Frazier is hoping to put the head injuries and lingering symptoms in the rearview mirror and focus on his play on the field.
“I feel like I’m playing baseball for the first time,” he said. “I felt like I was in a reality TV show the last 5 years in New York with all the drama and how much news reporters were constantly following. It just feels good to come over here and focus on baseball for the first time.
“I learned that baseball is more than just baseball. There’s a lot to the business side that leaks into what happens every day on the field. So for me, I just wanted to get away from that and get over here and get a fresh start.”
Instead of fighting his own head and vertigo symptoms, Frazier is now fighting for a spot on the Opening Day roster.
The Cubs have a crowded outfield picture but Frazier has a few things working in his favor.
For starters, there’s the impossibly quick bat speed, which was on full display in Wednesday’s Spring Training game at Sloan Park:
RT if you love home runs. pic.twitter.com/DcjNBYIMJH— Marquee Sports Network (@WatchMarquee) March 30, 2022
With that homer, Frazier’s 2022 Cactus League batting line now reads: .316/.458/.579 in 19 at-bats.
“Clint’s played great,” Ross said. “The eye at the plate has really stood out to me. He knows the strike zone, commands it really well, willing to take his walks. Dealing with some adversity and you see the signs of a player that you’ve heard so much about.
“He’s had a great spring. Good defensively — better than I thought he was going to be. A really, really good knack for using the whole field.”
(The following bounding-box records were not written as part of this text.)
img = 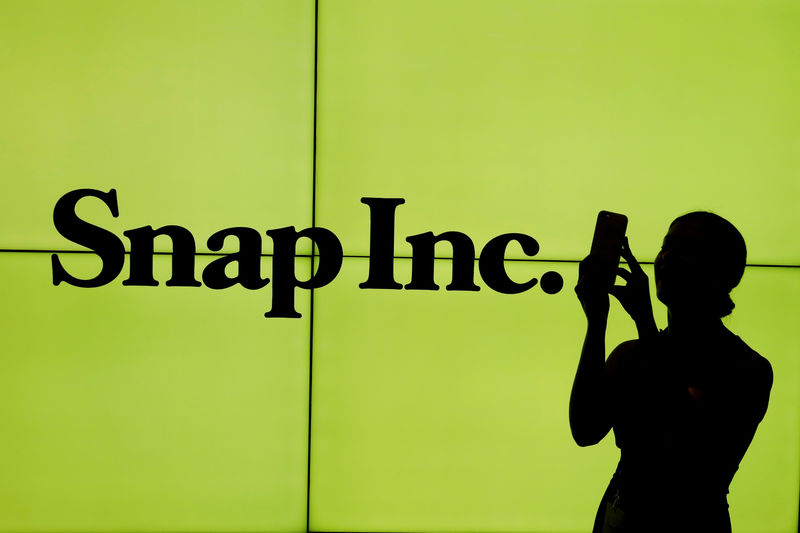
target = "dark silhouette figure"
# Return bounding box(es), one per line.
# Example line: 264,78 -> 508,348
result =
569,211 -> 772,533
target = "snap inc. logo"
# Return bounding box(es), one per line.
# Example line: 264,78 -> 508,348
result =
51,189 -> 564,318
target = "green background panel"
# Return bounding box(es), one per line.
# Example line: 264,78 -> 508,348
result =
0,0 -> 314,253
310,259 -> 800,533
0,253 -> 310,532
317,0 -> 800,264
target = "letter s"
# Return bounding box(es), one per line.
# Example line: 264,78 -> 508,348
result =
50,189 -> 125,287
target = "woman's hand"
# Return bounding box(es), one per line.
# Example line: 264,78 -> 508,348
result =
575,254 -> 609,324
609,237 -> 657,337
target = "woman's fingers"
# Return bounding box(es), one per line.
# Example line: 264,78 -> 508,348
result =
622,235 -> 644,273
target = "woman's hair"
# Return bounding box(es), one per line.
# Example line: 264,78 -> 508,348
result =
670,211 -> 747,317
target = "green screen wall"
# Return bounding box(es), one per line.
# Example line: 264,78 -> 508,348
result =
0,0 -> 800,533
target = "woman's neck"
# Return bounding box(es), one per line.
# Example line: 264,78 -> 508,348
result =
667,309 -> 725,340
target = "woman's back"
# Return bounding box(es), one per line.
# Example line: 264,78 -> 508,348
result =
601,328 -> 772,531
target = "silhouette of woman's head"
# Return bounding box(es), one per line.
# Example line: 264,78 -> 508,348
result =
654,211 -> 747,317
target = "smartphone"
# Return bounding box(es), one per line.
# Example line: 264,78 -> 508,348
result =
590,211 -> 628,287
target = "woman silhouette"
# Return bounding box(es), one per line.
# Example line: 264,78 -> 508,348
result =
569,211 -> 772,533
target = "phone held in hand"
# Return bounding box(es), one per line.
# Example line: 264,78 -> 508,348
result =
590,211 -> 628,287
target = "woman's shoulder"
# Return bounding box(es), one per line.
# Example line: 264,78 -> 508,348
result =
728,332 -> 773,388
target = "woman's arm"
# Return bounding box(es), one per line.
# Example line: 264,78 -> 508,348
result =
569,323 -> 636,446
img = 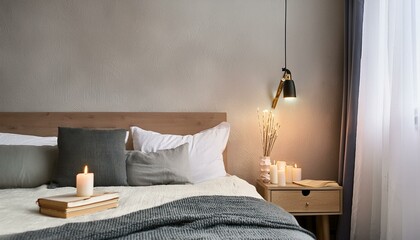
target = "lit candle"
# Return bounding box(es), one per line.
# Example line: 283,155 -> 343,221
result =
270,164 -> 278,184
277,168 -> 286,186
286,165 -> 293,183
292,164 -> 302,181
76,165 -> 93,197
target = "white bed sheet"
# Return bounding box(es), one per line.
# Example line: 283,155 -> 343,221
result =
0,176 -> 262,235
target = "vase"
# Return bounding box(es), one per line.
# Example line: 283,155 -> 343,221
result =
260,156 -> 271,183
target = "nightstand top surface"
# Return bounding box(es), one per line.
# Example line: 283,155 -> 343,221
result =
257,179 -> 342,190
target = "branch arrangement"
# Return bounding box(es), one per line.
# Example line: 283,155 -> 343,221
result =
257,110 -> 280,157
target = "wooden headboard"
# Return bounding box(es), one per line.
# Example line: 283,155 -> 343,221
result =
0,112 -> 227,171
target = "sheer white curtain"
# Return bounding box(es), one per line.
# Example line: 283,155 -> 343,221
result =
351,0 -> 420,240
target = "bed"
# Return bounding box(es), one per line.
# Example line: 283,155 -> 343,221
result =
0,112 -> 314,239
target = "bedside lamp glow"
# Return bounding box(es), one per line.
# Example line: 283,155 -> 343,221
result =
76,165 -> 93,197
271,0 -> 296,109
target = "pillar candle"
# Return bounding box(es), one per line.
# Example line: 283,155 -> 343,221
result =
286,165 -> 293,183
292,164 -> 302,181
270,165 -> 278,184
277,168 -> 286,186
76,166 -> 93,197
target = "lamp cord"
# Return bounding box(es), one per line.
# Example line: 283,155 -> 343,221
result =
283,0 -> 287,71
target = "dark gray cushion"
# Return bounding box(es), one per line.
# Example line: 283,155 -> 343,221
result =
127,143 -> 191,186
54,127 -> 127,187
0,145 -> 58,188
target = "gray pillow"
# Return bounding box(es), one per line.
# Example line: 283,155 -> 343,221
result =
0,145 -> 58,188
54,127 -> 127,187
126,143 -> 191,186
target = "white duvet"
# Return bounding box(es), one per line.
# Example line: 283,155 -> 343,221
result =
0,176 -> 261,235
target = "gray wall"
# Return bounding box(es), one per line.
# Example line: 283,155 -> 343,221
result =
0,0 -> 343,183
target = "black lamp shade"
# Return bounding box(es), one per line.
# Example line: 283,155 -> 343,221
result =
283,80 -> 296,98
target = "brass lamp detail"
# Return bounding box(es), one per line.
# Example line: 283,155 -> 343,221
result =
271,68 -> 296,109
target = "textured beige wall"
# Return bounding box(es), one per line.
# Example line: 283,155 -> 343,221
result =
0,0 -> 343,182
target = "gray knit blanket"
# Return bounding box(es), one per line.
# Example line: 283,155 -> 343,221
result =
0,196 -> 315,240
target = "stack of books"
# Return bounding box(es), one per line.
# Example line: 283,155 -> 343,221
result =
37,192 -> 119,218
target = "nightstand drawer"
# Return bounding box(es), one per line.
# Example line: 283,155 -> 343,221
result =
271,190 -> 341,214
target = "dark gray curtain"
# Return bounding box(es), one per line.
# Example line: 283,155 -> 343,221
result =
337,0 -> 364,240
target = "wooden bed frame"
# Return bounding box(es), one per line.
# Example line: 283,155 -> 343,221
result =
0,112 -> 227,170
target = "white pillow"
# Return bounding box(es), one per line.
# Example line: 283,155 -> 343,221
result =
0,133 -> 57,146
131,122 -> 230,183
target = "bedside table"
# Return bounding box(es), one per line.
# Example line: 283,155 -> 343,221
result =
256,179 -> 343,240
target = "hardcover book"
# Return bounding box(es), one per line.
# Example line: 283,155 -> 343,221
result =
37,192 -> 119,210
39,198 -> 118,218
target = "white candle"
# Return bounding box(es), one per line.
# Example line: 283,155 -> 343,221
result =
277,161 -> 286,170
277,168 -> 286,186
286,165 -> 293,183
76,165 -> 93,197
292,164 -> 302,181
270,165 -> 278,184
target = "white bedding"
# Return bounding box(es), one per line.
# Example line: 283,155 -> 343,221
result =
0,176 -> 261,235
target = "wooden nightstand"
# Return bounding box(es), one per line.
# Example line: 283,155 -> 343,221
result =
256,180 -> 343,240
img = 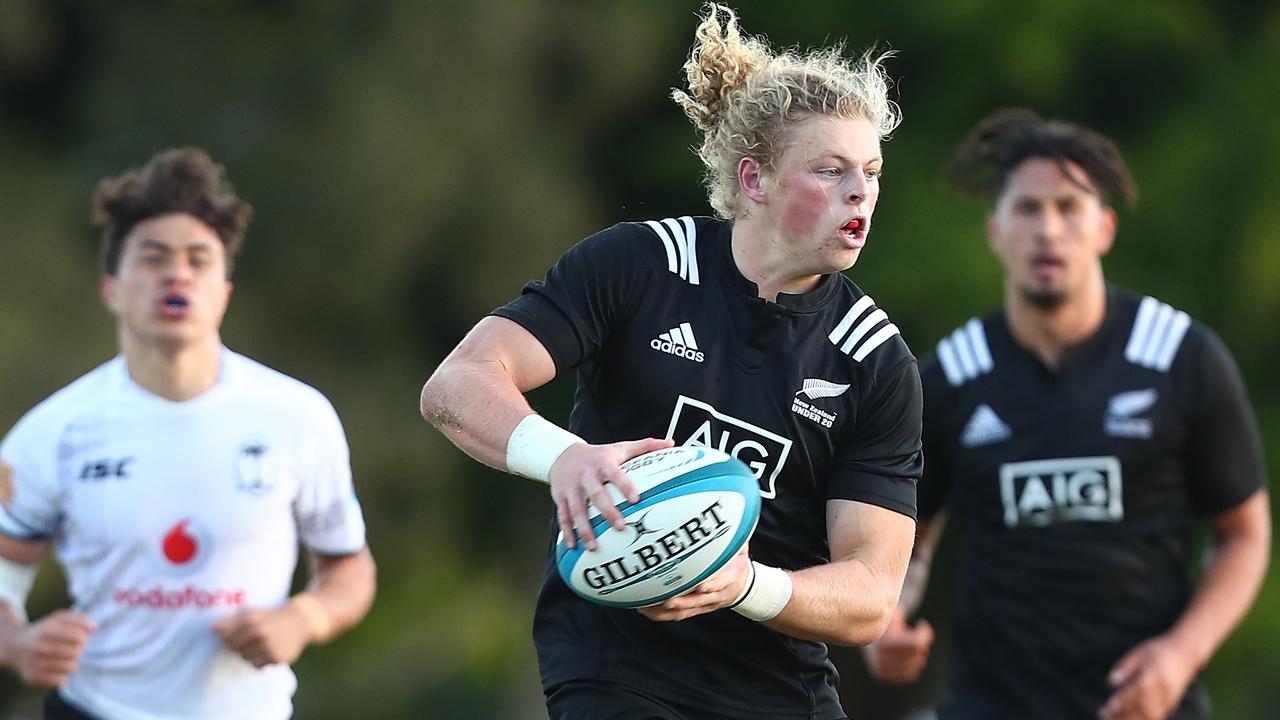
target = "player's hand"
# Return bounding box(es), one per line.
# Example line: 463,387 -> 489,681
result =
637,544 -> 751,623
214,603 -> 311,667
1098,635 -> 1197,720
863,607 -> 933,685
5,610 -> 97,688
548,438 -> 675,550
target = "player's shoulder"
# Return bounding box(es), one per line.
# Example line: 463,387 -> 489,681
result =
5,356 -> 127,443
1107,287 -> 1208,373
573,215 -> 726,286
822,273 -> 915,378
223,350 -> 333,414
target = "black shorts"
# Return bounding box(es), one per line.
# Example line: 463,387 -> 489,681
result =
547,680 -> 847,720
547,680 -> 696,720
45,691 -> 97,720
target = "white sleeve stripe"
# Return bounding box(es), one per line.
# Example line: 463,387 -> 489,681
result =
1138,304 -> 1174,368
964,318 -> 996,373
854,323 -> 897,363
644,220 -> 678,273
840,307 -> 888,355
1156,310 -> 1192,373
827,295 -> 876,345
938,338 -> 965,387
1124,295 -> 1160,363
951,328 -> 978,380
662,218 -> 689,281
680,323 -> 698,350
680,215 -> 699,284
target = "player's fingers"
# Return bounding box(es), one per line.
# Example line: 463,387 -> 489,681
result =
584,471 -> 627,530
605,458 -> 640,502
564,487 -> 595,550
1107,647 -> 1143,688
556,496 -> 577,550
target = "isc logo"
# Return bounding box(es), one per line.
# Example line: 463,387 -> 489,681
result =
1000,456 -> 1124,528
667,395 -> 791,497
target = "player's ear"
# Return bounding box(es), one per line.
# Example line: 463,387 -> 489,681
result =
1098,205 -> 1120,258
737,155 -> 768,204
97,274 -> 119,315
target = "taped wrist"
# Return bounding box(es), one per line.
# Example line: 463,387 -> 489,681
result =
730,560 -> 792,623
507,413 -> 586,483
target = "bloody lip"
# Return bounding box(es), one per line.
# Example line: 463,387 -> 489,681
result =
838,217 -> 868,247
156,295 -> 191,320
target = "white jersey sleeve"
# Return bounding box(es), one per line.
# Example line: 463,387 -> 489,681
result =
293,393 -> 365,555
0,379 -> 82,541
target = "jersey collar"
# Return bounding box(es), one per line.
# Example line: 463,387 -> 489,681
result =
716,222 -> 840,313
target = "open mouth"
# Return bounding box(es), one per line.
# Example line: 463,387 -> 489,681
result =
840,215 -> 867,241
1032,255 -> 1066,275
160,293 -> 191,318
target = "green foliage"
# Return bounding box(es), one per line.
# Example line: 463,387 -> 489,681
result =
0,0 -> 1280,719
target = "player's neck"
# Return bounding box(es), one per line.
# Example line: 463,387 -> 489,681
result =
1005,277 -> 1107,369
731,215 -> 822,297
120,331 -> 223,402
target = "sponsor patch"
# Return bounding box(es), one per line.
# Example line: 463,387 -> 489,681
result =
667,395 -> 791,497
1000,456 -> 1124,528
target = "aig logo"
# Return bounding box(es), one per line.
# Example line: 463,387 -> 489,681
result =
1000,456 -> 1124,528
667,395 -> 791,497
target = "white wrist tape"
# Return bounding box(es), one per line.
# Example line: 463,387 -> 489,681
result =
507,413 -> 586,483
0,557 -> 36,623
730,560 -> 791,623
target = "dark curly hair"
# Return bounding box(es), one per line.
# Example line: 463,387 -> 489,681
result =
93,147 -> 253,275
943,108 -> 1138,206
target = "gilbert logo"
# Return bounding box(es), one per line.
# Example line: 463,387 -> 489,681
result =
160,519 -> 212,575
1000,456 -> 1124,528
649,323 -> 707,363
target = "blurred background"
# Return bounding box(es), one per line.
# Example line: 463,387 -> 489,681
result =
0,0 -> 1280,720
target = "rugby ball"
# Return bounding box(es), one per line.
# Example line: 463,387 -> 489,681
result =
556,446 -> 760,607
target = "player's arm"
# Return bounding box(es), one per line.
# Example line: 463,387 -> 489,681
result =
640,500 -> 915,644
214,547 -> 378,667
421,316 -> 671,548
756,500 -> 915,644
0,534 -> 97,688
1101,489 -> 1271,720
863,512 -> 946,684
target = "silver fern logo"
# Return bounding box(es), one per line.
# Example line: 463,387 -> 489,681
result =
796,378 -> 849,400
791,378 -> 849,428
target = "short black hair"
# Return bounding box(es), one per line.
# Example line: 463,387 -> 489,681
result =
943,108 -> 1138,206
93,147 -> 253,275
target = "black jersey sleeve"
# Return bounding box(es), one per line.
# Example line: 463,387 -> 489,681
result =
916,355 -> 951,520
492,223 -> 654,373
1187,328 -> 1266,515
827,359 -> 923,518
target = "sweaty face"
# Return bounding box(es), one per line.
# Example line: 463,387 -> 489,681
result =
987,158 -> 1115,309
769,117 -> 883,277
102,213 -> 232,348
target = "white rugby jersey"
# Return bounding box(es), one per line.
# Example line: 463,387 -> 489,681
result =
0,348 -> 365,720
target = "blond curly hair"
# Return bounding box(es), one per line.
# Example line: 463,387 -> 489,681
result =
671,4 -> 902,219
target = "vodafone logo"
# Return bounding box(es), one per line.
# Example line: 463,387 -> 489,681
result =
160,518 -> 214,575
111,518 -> 248,610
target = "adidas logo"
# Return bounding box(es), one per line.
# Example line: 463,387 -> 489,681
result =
960,402 -> 1014,447
649,323 -> 707,363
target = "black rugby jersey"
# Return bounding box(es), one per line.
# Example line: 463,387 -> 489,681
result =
919,288 -> 1265,720
494,217 -> 922,720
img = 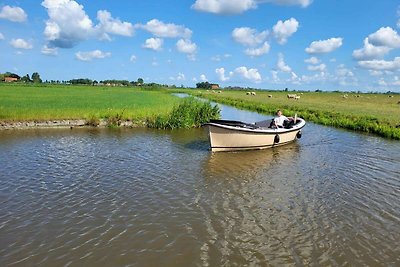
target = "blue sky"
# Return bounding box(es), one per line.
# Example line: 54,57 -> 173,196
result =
0,0 -> 400,92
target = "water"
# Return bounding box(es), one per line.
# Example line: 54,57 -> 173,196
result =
0,106 -> 400,266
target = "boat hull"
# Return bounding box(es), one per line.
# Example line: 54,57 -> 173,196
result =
205,121 -> 305,151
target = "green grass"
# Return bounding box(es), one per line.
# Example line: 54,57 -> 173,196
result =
0,83 -> 181,124
147,97 -> 220,129
187,90 -> 400,140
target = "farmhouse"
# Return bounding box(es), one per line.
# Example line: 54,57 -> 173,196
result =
4,77 -> 18,83
211,83 -> 219,90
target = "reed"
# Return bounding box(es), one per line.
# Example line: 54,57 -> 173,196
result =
192,91 -> 400,140
147,97 -> 220,129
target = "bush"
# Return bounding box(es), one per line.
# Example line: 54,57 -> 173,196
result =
147,97 -> 220,129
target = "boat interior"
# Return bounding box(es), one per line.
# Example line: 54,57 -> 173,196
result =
210,119 -> 301,129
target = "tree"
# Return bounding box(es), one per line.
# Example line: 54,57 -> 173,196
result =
21,74 -> 32,83
32,72 -> 42,83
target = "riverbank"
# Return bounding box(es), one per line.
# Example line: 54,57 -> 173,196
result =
185,90 -> 400,140
0,119 -> 146,131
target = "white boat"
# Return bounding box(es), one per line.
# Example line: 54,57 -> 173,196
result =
203,118 -> 306,151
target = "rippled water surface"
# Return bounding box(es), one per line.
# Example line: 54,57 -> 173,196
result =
0,110 -> 400,266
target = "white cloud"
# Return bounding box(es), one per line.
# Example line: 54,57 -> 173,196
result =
0,6 -> 28,22
192,0 -> 312,14
75,50 -> 111,61
368,70 -> 383,76
211,54 -> 232,62
232,27 -> 268,46
305,38 -> 343,54
215,68 -> 232,82
336,64 -> 354,77
358,57 -> 400,71
41,45 -> 58,56
96,10 -> 134,39
353,37 -> 391,60
235,66 -> 262,83
307,64 -> 326,71
266,0 -> 313,7
368,27 -> 400,48
245,42 -> 270,57
192,0 -> 257,14
304,57 -> 320,65
136,19 -> 192,39
272,18 -> 299,45
10,38 -> 33,49
176,39 -> 197,54
42,0 -> 134,48
143,38 -> 164,51
42,0 -> 93,48
276,53 -> 292,72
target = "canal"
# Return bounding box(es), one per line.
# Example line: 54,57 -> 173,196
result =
0,102 -> 400,266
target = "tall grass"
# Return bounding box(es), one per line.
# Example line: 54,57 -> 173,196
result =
192,91 -> 400,140
0,83 -> 180,124
147,97 -> 220,129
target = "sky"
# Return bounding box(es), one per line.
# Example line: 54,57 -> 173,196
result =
0,0 -> 400,92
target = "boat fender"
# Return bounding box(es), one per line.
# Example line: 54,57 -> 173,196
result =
274,134 -> 280,144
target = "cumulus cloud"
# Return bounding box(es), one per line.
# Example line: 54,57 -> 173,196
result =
368,27 -> 400,48
10,38 -> 33,49
272,18 -> 299,45
232,27 -> 268,46
136,19 -> 192,39
41,45 -> 58,56
353,37 -> 391,60
305,38 -> 343,54
42,0 -> 133,48
304,57 -> 320,65
176,39 -> 197,54
192,0 -> 312,15
235,66 -> 262,83
244,42 -> 270,57
0,6 -> 28,22
192,0 -> 257,14
276,53 -> 292,72
215,68 -> 233,82
307,64 -> 326,71
75,50 -> 111,61
211,54 -> 232,62
96,10 -> 134,39
266,0 -> 313,7
143,38 -> 164,51
358,57 -> 400,71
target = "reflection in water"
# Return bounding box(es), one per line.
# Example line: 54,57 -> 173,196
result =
0,123 -> 400,266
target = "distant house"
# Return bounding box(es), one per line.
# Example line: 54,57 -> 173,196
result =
4,77 -> 18,83
211,83 -> 219,90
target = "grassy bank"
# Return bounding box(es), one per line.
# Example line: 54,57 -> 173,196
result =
147,97 -> 220,129
189,90 -> 400,140
0,83 -> 181,124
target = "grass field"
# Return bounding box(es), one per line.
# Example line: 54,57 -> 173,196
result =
0,83 -> 180,122
190,90 -> 400,139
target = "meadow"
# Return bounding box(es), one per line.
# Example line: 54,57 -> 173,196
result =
191,90 -> 400,139
0,83 -> 180,122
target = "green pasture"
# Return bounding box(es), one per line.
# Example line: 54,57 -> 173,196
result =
0,83 -> 180,121
191,90 -> 400,139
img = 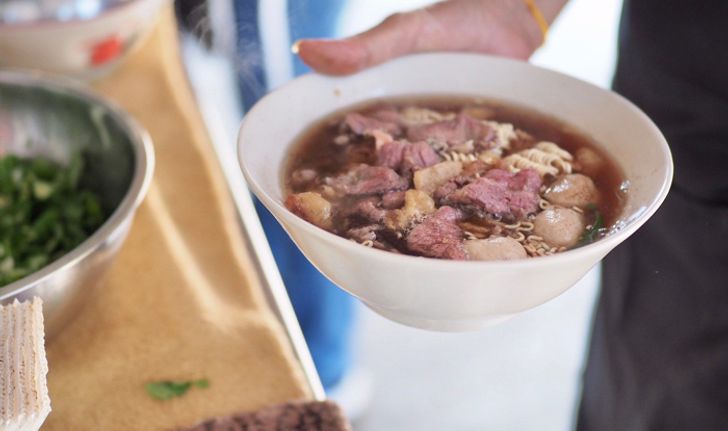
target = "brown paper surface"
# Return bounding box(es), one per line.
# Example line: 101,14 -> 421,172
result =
43,6 -> 311,431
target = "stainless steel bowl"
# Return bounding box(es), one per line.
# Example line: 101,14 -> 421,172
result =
0,70 -> 154,338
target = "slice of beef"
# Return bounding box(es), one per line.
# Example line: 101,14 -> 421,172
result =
407,206 -> 467,260
442,169 -> 541,219
346,224 -> 381,242
367,106 -> 402,124
382,191 -> 405,210
377,141 -> 409,170
344,112 -> 402,135
326,164 -> 408,196
400,141 -> 440,175
444,178 -> 510,215
407,114 -> 491,146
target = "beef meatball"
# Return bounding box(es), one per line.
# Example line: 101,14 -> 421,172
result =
543,174 -> 599,208
533,207 -> 585,248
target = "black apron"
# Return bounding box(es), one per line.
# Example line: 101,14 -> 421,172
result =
577,0 -> 728,431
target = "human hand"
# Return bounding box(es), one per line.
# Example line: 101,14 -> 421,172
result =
294,0 -> 567,75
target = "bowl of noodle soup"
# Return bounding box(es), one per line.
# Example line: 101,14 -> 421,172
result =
238,53 -> 672,331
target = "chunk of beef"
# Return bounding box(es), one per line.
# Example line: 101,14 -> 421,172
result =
407,114 -> 490,145
384,189 -> 435,232
377,141 -> 440,176
344,112 -> 402,135
377,141 -> 409,170
382,191 -> 405,210
407,206 -> 468,260
445,178 -> 510,215
346,224 -> 381,242
326,164 -> 408,195
285,192 -> 332,229
350,197 -> 387,223
401,142 -> 440,174
432,180 -> 460,202
443,169 -> 541,218
462,160 -> 490,178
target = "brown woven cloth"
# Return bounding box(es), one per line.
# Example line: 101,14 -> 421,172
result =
43,9 -> 311,431
179,401 -> 351,431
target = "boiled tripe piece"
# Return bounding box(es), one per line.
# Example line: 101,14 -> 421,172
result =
0,297 -> 51,431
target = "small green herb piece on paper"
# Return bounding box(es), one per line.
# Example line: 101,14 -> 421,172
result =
144,379 -> 210,401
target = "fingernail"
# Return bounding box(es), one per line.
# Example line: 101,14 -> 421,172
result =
291,39 -> 302,54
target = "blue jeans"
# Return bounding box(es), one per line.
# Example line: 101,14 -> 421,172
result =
235,0 -> 355,389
Then there’s the age (27) and the fact that Frazier is under team control for three more seasons. As the Cubs look to fill out the long-term roster picture, Frazier could certainly factor into that equation as he enters his prime.
There’s also the track record. In addition to the prospect hype, Frazier has had success at the big-league level before.
Before his struggles last season, he posted an .845 OPS (.267/.347/.497 slash line) in 108 games between the 2019-20 seasons in New York. He also hit 20 homers and 20 doubles in 406 plate appearances during that stretch.
The Cubs are hoping Frazier can get back to that form.
“When you go somewhere else and you’ve got something to prove and you feel like you fit in really fast, it’s always welcoming and that makes you feel really good as a player,” Ross said. “That’s the environment we’re trying to create for everybody.
“We want everybody to feel comfortable in being able to be themselves. I feel like that’s the best version we’re gonna get from each player if we can let them be themselves.”
In addition to how the organization has welcomed him so far, Frazier also felt like Wrigley Field and the history of the Cubs franchise was alluring.
His fiancé, Kaylee, played soccer at Loyola for four years — including 2016. So at the field, he can talk to holdovers from that World Series-winning team at the Cubs complex and at home, he has a person close to him who can speak to the intensity and passion that surrounds this organization.
“I’m excited to get a new environment to be in — one that I hope accepts me for who I am and one that wants me to be there,” Frazier said. “The fans, I know they’re electric. … I’m excited to get out there and see if I can hit one out of that stadium.”